IT was a noble effort. All the more noble for being doomed.

Presiding Officer Ken Macintosh opened FMQs with an appeal to brevity. “I have been in touch with all the party leaders to ask for shorter questions and answers this week,” he said.

“I hope it will make for snappier contributions. I live in hope that my exhortation will be adhered to. On that note, I call Jackson Carlaw…”

The acting Tory leader did not seem to appreciate the teasing. “Well, after that lengthy introduction, Presiding Officer,” he miaowed back, neatly turning the tables.

Mr Carlaw loves a good hate. He hated independence. He hated not being a real MSP with a constituency of his own.

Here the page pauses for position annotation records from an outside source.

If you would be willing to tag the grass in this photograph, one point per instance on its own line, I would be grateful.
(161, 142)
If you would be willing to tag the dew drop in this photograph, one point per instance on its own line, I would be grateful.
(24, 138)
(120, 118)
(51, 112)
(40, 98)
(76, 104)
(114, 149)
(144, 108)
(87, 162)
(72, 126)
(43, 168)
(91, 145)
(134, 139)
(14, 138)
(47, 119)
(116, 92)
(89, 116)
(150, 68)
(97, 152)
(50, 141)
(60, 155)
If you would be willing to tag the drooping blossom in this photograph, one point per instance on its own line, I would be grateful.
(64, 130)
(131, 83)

And now - by God, Sir! - he really hates that damnable workplace parking levy.

It’s regressive for a start.

Could Nicola Sturgeon explain how it was fair for a worker on less than £20,000 having to pay “the same car park tax as a company director earning five times as much?” This from the party that brought you the poll tax.

The First Minister hit back with multiple examples of Tory councillors jacking up local car park charges and even supporting a workplace levy. “Naked hypocrisy,” she cried.

“I hope that Jackson Carlaw had more success when he sold second-hand cars than he’s having in peddling his current line,” she sniped, referring to her opponent’s past life in a sheepskin coat.

Oh, he didn’t like that one bit. The FM had drawn blood. There was a pause, then Mr Carlaw screamed huffily: “At least I had a proper job!”

Ms Sturgeon was a lawyer before switching to politics, as were a fair few Tory MSPs.

I look forward to them grilling Mr Carlaw on why he thinks they’re wastrels.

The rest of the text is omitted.